A highly optimized and tunable C++ bitset library
Bitsets can be quite necessary for a lot of combinatorial problems, and can
also be used for bitmap-style of indexes for database management systems.
However, the STL bitset
requires a static size given at the compile-time. At
the same time, the dynamic_bitset
from the boost library always put the bits
in a separate vector
, which could be cache-hostile and introduce significant
overhead for the external memory allocation.
fbitset aims to be a minimalistic library attempting to merge the benefits of
the STL bitset
and boost dynamic_bitset
, in the same way as the
short-string optimization commonly found for STL string
s. When the number of
bits is less than a value set at compile time, the bits will be stored right
inside the object. External memory will be allocated only when the number of
bits cannot fit. For instance, on common 64bit platforms, normally an STL
vector
would take 3x64bit of space. So fbitset
could store the bits
inside, without any external memory allocation, when the size is less than
3x64, and could also automatically switch to external storage with dynamic
allocation when more is needed.
When the bits are stored internally, significant care has been taken to ensure
that little overhead is introduced relative to the STL bitset
. By using
latest C++17 compile-time features and template programming, it is ensured that
loops can be correctly unrolled for internal storage, which can be verified by
the assembly output from G++ and Clang++.

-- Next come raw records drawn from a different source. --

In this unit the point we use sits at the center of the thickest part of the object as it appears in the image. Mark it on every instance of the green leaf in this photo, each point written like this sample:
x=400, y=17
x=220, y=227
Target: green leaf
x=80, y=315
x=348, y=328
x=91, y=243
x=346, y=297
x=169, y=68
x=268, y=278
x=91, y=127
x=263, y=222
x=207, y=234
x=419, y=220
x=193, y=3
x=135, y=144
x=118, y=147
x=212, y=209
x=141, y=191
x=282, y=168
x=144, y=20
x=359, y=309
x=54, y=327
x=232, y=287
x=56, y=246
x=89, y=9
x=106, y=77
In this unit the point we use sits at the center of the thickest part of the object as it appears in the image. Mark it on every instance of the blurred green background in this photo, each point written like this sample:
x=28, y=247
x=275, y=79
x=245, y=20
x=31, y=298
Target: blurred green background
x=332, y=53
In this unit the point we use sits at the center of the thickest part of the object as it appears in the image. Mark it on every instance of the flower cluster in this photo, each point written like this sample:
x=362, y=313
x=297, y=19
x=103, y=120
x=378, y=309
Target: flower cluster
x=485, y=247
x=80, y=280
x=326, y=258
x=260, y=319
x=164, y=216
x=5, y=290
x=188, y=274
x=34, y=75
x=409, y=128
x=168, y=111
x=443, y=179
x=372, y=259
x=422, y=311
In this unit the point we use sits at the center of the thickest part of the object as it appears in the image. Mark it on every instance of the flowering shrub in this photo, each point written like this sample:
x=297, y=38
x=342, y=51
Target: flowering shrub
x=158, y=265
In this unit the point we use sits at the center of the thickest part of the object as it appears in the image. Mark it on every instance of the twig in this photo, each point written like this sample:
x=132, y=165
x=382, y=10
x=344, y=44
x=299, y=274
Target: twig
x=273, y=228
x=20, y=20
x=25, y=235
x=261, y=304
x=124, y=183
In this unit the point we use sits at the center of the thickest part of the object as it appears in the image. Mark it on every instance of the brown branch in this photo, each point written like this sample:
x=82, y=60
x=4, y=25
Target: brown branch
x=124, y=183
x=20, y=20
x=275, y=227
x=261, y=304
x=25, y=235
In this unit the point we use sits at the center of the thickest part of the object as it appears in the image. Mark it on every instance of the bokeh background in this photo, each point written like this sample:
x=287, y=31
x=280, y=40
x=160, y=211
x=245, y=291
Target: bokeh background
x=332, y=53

Since this library is designed for use cases with shear demand on performance,
in addition to making sure the unrolling of the loops for internal storage,
some very portable GCC compiler intrinsics are also used. This could utilize
native instructions for some bitwise operations when they are available, like
the popcnt
, bsf
, and bsr
x86-64 instructions.
In addition to being highly optimized, by modern C++ template programming, the bit set is also very tunable. Things like the internal integral type used to store the bits, the number of integers allowed inside, and the container for external storage, can all be customized with template parameters. At the same time, the default setting should be sufficient for all but the most special use cases.